What Indicates That Your House Needs Restumping?
Houses are unique and different in most neighbourhoods. They are built on places with different soil conditions. Therefore, you would expect a house to hold up well in some places while the foundation can weather and deteriorate faster in other places. Therefore, you should always be on the lookout for signs that will tell you when your house requires some foundational renovations. Restumping is one of the ways that such renovations are done. It refers the process of resetting and replacing the stumps, which are short, perpendicular structures often made using concrete, wood, or steel and used to hold the house on the ground. Failure to restump the house can make some sections of the house to collapse or worse; the whole house might come tumbling down. Here are the indications that your house needs restumping:
Sinking Walls
Walls that appear to be sinking gradually into the ground are an indication that you need to restump the house. It could be on one or several sides of the house, depending on the extent of the damage that has occurred to the stumps underneath. In brief, such walls show that the structure beneath is weak and has to be reinforced or replaced. If left in this state for a long time, the house will start to lean on one side because of the uneven distribution of the weight of the building on its supporting structures.

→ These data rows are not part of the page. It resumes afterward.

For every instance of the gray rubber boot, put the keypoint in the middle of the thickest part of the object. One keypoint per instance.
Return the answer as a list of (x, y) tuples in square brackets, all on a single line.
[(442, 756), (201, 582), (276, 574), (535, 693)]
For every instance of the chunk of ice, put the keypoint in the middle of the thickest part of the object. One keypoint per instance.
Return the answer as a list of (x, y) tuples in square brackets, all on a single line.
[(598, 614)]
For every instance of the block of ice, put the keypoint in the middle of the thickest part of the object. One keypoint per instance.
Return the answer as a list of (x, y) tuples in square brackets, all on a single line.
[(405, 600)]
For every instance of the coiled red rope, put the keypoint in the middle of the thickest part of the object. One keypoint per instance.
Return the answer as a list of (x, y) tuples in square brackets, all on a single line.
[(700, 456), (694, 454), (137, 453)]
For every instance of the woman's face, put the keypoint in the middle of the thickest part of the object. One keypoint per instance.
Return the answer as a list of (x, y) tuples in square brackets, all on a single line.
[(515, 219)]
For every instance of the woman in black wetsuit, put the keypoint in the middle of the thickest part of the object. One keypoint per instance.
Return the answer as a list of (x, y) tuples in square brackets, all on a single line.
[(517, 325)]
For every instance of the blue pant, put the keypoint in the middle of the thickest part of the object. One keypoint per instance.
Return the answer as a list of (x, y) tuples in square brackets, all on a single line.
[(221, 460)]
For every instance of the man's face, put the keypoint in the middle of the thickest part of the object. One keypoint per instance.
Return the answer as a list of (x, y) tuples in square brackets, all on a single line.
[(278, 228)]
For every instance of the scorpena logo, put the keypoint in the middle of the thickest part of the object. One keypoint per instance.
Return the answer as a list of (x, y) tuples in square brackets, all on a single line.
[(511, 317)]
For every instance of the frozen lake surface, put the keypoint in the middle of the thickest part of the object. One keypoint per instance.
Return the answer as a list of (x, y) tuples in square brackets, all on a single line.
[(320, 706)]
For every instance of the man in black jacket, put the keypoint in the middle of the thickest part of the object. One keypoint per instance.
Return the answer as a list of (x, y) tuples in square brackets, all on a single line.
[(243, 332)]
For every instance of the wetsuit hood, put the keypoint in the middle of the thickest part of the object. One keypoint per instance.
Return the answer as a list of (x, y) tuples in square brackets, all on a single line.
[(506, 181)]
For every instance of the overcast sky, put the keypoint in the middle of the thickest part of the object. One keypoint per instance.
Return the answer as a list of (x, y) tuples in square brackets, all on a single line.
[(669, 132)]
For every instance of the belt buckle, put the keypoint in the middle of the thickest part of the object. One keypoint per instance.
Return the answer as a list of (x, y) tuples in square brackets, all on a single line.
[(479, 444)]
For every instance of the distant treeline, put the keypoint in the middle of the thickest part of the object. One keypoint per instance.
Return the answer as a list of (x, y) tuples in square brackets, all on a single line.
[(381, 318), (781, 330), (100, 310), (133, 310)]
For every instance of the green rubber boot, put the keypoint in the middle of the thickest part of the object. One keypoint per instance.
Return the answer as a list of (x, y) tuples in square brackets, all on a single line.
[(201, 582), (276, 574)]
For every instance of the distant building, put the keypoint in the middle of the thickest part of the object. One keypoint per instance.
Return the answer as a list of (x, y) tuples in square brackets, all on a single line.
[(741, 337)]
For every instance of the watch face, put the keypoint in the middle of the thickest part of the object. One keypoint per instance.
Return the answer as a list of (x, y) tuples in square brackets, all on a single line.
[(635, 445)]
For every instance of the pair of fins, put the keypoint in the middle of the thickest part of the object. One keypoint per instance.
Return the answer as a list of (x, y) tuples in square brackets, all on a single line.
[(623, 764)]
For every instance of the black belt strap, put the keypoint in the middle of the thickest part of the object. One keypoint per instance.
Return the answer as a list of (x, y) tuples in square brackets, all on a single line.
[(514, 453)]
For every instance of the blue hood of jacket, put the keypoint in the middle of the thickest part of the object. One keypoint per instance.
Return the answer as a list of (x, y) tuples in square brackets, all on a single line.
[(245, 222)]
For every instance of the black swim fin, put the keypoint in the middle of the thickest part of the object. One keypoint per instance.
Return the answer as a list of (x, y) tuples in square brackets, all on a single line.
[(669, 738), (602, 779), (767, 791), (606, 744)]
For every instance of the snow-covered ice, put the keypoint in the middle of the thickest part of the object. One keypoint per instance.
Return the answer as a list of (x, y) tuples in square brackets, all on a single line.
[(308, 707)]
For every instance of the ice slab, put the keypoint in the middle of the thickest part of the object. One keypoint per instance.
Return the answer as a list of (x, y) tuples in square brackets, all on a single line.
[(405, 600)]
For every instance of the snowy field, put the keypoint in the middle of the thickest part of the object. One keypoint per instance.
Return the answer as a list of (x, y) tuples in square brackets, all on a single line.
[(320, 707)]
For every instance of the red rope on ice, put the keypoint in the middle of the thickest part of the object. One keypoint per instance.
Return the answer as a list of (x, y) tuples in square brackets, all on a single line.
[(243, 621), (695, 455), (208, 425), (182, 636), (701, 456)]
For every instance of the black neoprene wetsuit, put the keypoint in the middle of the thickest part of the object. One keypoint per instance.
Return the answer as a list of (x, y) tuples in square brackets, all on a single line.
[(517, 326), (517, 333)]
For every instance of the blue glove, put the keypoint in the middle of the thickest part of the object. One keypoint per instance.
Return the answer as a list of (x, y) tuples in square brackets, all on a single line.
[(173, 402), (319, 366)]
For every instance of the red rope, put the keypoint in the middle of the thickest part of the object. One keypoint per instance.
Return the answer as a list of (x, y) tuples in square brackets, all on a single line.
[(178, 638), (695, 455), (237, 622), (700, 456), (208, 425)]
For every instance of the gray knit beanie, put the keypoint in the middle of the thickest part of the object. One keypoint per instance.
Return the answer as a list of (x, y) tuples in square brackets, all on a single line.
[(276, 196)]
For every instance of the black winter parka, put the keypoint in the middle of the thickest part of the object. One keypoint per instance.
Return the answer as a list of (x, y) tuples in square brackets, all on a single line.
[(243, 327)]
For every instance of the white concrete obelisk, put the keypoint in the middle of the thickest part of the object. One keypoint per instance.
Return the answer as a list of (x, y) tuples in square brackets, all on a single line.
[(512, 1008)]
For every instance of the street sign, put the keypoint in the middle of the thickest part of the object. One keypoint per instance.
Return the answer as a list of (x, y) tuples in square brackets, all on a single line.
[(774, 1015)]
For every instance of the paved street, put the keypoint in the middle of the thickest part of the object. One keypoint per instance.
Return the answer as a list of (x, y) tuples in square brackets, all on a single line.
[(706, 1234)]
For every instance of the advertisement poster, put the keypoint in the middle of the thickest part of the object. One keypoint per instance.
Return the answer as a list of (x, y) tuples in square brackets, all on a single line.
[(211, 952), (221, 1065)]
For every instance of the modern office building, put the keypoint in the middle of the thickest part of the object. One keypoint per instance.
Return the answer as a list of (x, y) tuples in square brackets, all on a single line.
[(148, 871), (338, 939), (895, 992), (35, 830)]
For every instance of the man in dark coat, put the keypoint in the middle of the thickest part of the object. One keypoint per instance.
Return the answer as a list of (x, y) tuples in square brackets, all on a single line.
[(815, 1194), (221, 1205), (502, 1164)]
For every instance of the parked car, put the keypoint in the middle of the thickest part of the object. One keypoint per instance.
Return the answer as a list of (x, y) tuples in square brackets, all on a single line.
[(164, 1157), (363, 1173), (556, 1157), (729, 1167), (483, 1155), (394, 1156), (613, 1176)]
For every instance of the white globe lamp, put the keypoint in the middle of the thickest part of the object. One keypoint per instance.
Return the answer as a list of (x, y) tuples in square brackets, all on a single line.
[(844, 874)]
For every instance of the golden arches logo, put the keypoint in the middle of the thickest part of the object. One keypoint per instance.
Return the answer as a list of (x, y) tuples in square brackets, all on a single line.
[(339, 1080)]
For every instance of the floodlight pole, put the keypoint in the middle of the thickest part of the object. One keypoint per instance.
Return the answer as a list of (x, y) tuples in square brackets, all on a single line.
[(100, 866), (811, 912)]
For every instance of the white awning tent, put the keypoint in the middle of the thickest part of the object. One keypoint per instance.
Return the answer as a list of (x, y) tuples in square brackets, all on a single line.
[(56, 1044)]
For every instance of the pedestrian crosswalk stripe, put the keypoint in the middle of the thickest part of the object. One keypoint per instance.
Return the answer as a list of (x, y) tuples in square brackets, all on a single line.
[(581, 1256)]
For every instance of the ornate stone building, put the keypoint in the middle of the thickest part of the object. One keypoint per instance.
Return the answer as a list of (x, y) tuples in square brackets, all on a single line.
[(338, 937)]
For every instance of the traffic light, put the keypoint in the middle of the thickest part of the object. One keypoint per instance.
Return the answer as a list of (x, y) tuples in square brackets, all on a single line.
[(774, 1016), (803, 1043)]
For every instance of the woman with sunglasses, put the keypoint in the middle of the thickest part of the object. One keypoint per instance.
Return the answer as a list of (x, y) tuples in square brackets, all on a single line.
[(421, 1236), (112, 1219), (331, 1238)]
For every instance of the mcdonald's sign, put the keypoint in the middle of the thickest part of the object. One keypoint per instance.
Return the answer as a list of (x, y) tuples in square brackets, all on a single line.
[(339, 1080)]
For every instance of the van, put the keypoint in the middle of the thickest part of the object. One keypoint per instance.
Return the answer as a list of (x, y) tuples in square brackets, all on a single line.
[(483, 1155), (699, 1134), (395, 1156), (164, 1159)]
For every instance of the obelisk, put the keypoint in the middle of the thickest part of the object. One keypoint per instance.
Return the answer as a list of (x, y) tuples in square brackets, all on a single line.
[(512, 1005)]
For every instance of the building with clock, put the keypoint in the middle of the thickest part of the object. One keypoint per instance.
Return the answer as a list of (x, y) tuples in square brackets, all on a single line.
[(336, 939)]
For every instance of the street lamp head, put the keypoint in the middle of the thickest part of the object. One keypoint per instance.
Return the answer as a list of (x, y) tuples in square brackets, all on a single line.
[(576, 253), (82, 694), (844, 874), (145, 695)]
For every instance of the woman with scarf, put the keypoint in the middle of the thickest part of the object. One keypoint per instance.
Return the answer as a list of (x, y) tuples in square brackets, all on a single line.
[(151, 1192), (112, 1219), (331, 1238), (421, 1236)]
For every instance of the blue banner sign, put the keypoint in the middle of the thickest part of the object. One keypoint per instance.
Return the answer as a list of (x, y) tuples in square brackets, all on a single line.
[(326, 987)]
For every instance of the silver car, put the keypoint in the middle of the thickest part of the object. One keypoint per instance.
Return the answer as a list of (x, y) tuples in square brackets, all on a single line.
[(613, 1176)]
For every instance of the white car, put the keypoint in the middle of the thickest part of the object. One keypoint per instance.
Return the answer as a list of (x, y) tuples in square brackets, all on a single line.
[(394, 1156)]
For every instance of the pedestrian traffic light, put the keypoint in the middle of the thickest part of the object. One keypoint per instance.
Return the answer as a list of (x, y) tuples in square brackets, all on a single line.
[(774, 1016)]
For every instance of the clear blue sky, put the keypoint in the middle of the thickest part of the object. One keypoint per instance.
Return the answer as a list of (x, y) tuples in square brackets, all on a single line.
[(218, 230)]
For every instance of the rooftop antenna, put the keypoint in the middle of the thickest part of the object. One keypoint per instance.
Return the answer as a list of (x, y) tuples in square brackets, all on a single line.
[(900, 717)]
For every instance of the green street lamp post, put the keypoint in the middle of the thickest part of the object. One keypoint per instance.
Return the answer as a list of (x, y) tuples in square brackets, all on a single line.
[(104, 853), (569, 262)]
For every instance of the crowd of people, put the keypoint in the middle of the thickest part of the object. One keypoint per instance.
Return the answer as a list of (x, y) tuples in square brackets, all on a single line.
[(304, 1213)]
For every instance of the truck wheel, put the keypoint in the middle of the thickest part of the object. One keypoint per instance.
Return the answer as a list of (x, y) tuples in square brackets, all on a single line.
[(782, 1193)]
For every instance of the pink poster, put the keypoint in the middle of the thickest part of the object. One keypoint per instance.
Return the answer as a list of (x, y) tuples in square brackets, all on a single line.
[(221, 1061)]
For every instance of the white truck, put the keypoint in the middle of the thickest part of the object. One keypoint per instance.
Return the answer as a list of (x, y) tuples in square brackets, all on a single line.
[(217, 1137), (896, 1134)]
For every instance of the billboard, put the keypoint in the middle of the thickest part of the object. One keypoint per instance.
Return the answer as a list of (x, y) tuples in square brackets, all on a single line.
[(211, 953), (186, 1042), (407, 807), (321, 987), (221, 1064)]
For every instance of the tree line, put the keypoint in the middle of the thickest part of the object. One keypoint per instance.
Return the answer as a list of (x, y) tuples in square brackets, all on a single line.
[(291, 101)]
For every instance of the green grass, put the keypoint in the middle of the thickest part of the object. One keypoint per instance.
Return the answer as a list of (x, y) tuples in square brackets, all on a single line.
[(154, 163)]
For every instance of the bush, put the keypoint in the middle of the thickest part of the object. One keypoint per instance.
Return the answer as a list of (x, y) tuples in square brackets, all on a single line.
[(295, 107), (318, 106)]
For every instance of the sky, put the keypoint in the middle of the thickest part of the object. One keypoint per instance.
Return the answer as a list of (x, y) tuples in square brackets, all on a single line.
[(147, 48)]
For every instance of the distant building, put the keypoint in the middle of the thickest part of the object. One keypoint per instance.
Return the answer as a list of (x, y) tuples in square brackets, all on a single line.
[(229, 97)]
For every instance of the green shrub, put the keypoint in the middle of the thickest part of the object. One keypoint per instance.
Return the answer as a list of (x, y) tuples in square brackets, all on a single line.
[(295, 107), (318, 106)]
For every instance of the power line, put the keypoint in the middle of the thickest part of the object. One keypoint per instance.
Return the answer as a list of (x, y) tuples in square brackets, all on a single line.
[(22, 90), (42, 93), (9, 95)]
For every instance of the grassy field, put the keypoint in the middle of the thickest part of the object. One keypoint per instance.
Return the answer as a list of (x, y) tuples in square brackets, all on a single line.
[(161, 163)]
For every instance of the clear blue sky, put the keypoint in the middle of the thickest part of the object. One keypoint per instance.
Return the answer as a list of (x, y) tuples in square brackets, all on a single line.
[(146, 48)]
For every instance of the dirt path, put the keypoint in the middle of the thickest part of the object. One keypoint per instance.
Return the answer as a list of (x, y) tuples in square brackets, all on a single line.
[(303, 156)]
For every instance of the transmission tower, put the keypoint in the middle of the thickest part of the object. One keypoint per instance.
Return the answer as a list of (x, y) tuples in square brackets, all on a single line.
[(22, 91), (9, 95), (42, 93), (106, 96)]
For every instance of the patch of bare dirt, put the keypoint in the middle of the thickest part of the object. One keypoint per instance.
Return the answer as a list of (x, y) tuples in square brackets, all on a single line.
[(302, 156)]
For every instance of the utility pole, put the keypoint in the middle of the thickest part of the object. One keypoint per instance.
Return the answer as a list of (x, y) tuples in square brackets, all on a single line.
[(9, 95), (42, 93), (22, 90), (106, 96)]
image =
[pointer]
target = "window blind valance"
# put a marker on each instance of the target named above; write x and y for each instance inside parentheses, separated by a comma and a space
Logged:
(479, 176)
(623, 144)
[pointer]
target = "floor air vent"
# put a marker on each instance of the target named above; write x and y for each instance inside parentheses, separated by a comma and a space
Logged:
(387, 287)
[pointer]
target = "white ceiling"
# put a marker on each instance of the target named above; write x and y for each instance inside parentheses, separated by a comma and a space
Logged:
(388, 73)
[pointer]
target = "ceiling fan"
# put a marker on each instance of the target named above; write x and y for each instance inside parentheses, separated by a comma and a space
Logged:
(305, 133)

Continuous Cracks on the Interior Walls
If your interior walls are cracking, it does not necessarily have to be a problem with the quality of the materials used to make the wall. The problem may be foundational. The cracks are caused by the weight of the house, which exerts a force on the lower parts such as the walls and the floor. Since the stumps in the foundation do not offer adequate support to the walls, there is too much force exerted on the walls, forcing them to crack as a way of trying to distribute it. In such a case, you will have to restump the house before you start repairing the cracked walls.
Uneven Floors
A good floor should be flat and even, whether the floor is made of concrete or wood. However, your once normal floor might begin to slope towards one side of the house, or develop some sunken areas resembling shallow ditches. These are indications that the stumping underneath is rotting in some areas, forcing the floor to sink in places where the stumps are weak.